What makes the experience little nasty is the seeds: not with every pepper you would be able to remove the stem with all the seeds attached in a graceful mess-free way so you would end up doing lots of abrupt shaking off hand movements trying. And I was told that you are not allowed to cheat and use running water to wash the seeds away as you are washing off delicious juices from the roasted red peppers then.

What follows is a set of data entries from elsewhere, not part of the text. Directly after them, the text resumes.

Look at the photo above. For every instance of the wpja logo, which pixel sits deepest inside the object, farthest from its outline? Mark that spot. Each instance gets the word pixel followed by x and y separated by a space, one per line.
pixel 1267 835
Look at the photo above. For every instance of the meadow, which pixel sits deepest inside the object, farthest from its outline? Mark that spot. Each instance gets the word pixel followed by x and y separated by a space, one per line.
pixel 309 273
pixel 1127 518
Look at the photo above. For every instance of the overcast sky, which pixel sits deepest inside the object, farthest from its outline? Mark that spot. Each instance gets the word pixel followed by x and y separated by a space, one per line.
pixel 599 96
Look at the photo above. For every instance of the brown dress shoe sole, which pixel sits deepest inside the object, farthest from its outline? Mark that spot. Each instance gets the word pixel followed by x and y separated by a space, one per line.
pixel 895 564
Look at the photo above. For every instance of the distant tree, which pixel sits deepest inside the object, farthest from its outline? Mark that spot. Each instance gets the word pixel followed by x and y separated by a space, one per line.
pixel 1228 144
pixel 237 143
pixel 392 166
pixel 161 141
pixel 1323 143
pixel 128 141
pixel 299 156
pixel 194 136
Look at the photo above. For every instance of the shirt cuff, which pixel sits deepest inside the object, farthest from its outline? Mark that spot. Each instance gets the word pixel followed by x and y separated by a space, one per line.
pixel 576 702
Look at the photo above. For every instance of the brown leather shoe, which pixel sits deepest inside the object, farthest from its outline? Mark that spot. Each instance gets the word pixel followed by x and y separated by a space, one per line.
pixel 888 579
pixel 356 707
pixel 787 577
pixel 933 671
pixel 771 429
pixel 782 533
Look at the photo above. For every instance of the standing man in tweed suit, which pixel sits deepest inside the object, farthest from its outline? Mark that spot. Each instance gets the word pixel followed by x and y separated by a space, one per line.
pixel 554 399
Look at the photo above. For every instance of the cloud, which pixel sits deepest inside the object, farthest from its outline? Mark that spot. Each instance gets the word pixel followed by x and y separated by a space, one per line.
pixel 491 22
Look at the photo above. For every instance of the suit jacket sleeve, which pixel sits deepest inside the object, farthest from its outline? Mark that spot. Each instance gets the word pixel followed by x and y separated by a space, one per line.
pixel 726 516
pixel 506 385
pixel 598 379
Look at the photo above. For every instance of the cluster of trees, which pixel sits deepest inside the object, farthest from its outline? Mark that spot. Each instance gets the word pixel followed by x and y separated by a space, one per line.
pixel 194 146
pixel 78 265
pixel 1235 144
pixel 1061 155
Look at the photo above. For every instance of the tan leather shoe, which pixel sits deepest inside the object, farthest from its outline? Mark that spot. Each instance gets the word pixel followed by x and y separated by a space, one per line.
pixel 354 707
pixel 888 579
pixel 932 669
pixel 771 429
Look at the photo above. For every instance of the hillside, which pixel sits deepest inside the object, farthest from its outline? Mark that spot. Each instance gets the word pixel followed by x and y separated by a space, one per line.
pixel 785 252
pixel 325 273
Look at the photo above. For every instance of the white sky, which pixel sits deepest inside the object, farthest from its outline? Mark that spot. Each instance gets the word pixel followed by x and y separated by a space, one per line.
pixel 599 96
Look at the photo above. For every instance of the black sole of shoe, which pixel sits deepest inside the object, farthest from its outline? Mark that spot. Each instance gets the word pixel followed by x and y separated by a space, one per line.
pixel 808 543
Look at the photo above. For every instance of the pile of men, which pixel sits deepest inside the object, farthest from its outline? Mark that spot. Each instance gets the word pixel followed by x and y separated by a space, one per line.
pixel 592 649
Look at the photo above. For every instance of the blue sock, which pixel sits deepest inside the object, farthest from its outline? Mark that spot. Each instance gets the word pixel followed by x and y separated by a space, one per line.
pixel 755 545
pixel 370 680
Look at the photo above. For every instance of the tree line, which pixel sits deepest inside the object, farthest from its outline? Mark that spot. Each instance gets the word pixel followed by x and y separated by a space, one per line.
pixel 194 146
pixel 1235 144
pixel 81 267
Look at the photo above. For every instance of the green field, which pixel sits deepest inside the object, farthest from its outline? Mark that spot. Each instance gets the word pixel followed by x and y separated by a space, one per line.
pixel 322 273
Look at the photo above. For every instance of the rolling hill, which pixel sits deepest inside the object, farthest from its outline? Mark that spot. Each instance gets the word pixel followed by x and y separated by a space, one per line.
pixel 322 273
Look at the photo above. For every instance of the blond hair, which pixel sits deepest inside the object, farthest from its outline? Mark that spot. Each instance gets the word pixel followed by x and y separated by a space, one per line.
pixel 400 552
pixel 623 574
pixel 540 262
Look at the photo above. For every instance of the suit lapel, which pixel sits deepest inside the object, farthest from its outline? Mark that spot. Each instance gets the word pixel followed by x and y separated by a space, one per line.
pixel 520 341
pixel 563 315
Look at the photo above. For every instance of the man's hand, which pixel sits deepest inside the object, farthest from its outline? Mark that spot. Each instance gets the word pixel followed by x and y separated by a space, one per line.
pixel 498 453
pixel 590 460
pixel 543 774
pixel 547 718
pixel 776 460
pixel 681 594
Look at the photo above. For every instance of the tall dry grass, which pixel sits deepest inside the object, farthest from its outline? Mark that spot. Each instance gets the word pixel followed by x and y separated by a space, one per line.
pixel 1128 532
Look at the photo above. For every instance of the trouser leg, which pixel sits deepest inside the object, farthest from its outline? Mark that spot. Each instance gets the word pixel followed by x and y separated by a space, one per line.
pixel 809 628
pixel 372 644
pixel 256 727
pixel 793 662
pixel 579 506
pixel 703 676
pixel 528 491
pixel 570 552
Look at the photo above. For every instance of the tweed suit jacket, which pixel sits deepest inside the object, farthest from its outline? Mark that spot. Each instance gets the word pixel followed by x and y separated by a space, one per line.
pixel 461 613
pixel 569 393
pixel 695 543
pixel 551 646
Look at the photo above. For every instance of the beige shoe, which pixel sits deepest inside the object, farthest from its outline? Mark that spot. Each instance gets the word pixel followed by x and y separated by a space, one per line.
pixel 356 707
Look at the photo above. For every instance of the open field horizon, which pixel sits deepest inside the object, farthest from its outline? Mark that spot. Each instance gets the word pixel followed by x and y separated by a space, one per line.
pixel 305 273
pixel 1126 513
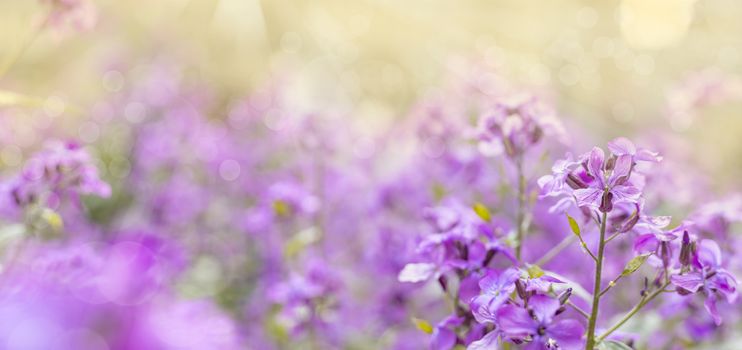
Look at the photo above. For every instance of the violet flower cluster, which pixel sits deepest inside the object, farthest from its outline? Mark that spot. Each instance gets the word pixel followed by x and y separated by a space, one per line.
pixel 198 221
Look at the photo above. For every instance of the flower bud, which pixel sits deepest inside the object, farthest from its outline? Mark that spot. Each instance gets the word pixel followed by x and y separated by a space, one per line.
pixel 521 290
pixel 610 163
pixel 575 182
pixel 665 253
pixel 631 222
pixel 644 291
pixel 565 296
pixel 686 250
pixel 606 203
pixel 443 281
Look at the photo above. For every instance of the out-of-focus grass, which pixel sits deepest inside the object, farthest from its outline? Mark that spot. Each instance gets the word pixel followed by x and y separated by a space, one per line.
pixel 609 63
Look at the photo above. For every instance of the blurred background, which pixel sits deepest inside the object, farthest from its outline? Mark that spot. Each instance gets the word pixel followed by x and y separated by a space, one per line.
pixel 184 107
pixel 609 64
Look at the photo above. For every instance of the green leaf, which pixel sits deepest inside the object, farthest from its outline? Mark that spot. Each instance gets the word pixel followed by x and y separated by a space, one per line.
pixel 422 325
pixel 482 211
pixel 634 264
pixel 573 224
pixel 534 271
pixel 613 345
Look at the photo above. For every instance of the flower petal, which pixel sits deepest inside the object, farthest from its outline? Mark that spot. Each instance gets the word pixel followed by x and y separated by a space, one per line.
pixel 595 165
pixel 622 146
pixel 567 333
pixel 710 305
pixel 690 281
pixel 488 342
pixel 416 272
pixel 589 197
pixel 543 307
pixel 515 322
pixel 709 253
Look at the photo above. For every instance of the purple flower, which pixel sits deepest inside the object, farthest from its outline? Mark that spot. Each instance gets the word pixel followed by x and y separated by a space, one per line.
pixel 496 289
pixel 708 278
pixel 512 127
pixel 536 325
pixel 595 181
pixel 602 193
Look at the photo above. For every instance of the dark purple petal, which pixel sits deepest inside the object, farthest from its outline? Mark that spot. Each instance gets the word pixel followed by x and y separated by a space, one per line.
pixel 589 197
pixel 488 342
pixel 442 339
pixel 543 307
pixel 646 243
pixel 710 305
pixel 709 253
pixel 595 165
pixel 621 171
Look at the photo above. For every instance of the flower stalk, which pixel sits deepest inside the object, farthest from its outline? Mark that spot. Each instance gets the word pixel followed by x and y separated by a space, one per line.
pixel 590 345
pixel 520 219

The results of these labors would be cut into long stripes, finely chopped, put into the jars, pasteurized and capped. And opened later to become a wonderful meze (starter): the roasted beauties would be seasoned with olive oil, boiled grape juice (pekmez), pomegranate molasses, crashed garlic, and crashed walnut and served as an appetizer. As for me, I would not need a main course after but would not leave without demanding a second serving of those.

Roasted Red Pepper Salad

Adapted from Zeliha Irez of Zeliş Çiftliği

Rich flavor of red peppers comes at its best when roasted and seasoned with thick sauce of pomegranate and grape molasses

Prep Time: 10 Min
Cook Time: 
30 Min



  • 4 large red peppers
  • large halves walnuts crashed
  • 1 clove garlic crashed
  • 1 tbsp extra virgin olive oil
  • 1 tsp pomegranate molasses (nar ekşisi)
  • 1 tsp grape molasses (pekmez)
  • 12 tsp apple vinegar
  • pinch salt


  1. Preheat the oven to 200C/390 F.
  2. Prepare peppers: Wash the peppers and lay them out on a baking tray next to each other. Roast for about 30 minutes turning once so the skin burns on both side. Place the peppers in a plastic bag, seal and keep for 2-3 minutes. Right after take them out of the bag (watch out, still very hot!): they are ready for peeling as the skin will be very easy to remove now. Remove the skin, halve each pepper length-wise and remove the seeds and stem. Chop peppers into 3-5 mm wide stripes. Set aside.
  3. Prepare sauce: in a small bowl mix crashed walnuts and garlic, extra virgin olive oil, pomegranate and grape molasses, apple vinegar and salt. Season the peppers and serve.
  4. Unseasoned roasted peppers can be refrigerated for 3-4 days or frozen for 1-2 months.
{ 2 comments… add one }
  • Ana June 11, 2014, 10:43 pm

    Beautiful salad. I remember really liking it when we had it at the workshop.
    I made it tonight, slightly adapted. I decided my sourness would come only from the pomegranate molasses, so I double it, and omitted the vinegar. I upped the garlic to two medium cloves. I also added 1/2 tsp hot pul biber for a bit of heat. It was fab. Will make again!

    • Olga Tikhonova Irez June 12, 2014, 11:07 am

      It’s one of my favorites, too. Can’t wait for the red pepper season to start making it again. Your version sounds great, Ana! The dressing welcomes endless modifications indeed, and I am happy if you have found the one that works for you.